We won’t solve all circuits we encounter completely. Mainly because this is a lot of work to do by hand. In my opinion it is much more valuable that you can correctly setup the equations for a network, which is what we are going to do in this next example.

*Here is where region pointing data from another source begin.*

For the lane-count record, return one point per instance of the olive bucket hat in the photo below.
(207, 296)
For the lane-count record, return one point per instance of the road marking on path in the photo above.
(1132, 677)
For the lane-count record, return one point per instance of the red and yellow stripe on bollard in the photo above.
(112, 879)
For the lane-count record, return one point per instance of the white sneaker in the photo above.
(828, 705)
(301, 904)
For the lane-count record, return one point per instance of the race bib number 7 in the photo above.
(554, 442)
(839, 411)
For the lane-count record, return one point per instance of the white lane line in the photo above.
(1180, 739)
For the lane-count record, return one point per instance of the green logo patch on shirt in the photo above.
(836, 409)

Take the circuit above, where step 1 and 2 have already been done. Step three is to write done the KCL expressions for every node and rearrange them. For node \(V_A\) this will be:

$$\dfrac{V_A – 5}{R_1} + \dfrac{V_A – V_B}{R_2} + \dfrac{V_A – V_C}{R_3} = 0$$

$$V_A \left( \dfrac{1}{R_1} + \dfrac{1}{R_2} + \dfrac{1}{R_3} \right) + V_B \left( \dfrac{-1}{R_2} \right) + V_C \left( \dfrac{-1}{R_3} \right) = \dfrac{5}{R_1} $$

Next up is node \(V_B\):

$$\dfrac{V_B-V_A}{R_2} + \dfrac{V_B – V_C}{R_4} + \dfrac{V_B – 0}{R_5} = 0$$

$$V_A \left( \dfrac{-1}{R_2}\right) + V_B \left( \dfrac{1}{R_2} + \dfrac{1}{R_4} + \dfrac{1}{R_5}\right) + V_C \left( \dfrac{-1}{R_4} \right) = 0 $$

And the final node \(V_C\):

$$\dfrac{V_C – V_A}{R_3} + \dfrac{V_C – V_B}{R_4} + \dfrac{V_C – 0}{R_L} = 0$$

$$V_A \left( \dfrac{-1}{R_3}\right) + V_B \left( \dfrac{-1}{R_4} \right) + V_C \left( \dfrac{1}{R_3} + \dfrac{1}{R_4} + \dfrac{1}{R_L}\right) = 0 $$

Plugging this all into a matrix gives us:

\begin{gather} \begin{bmatrix} \dfrac{1}{R_1} + \dfrac{1}{R_2} + \dfrac{1}{R_3} & \dfrac{-1}{R_2} & \dfrac{-1}{R_3} \\ \dfrac{-1}{R_2} & \dfrac{1}{R_2} + \dfrac{1}{R_4} + \dfrac{1}{R_5} & \dfrac{-1}{R_4} \\ \dfrac{-1}{R_3} & \dfrac{-1}{R_4} & \dfrac{1}{R_3} + \dfrac{1}{R_4} + \dfrac{1}{R_L} \\ \end{bmatrix} \begin{bmatrix} V_A \\ V_B \\V_C \end{bmatrix} = \begin{bmatrix} \dfrac{5}{R_1} \\ 0 \\ 0 \\ \end{bmatrix} \end{gather}

If we wanted to solve this we can always plug all the number into a computer and let the computer do the math or visit Matrix solver where you can enter the values and have the matrix solved.

Now you need to exercise with some circuits and see if you can solve them. In the next lesson we will see what happens when we add multiple voltage and current sources to a circuit.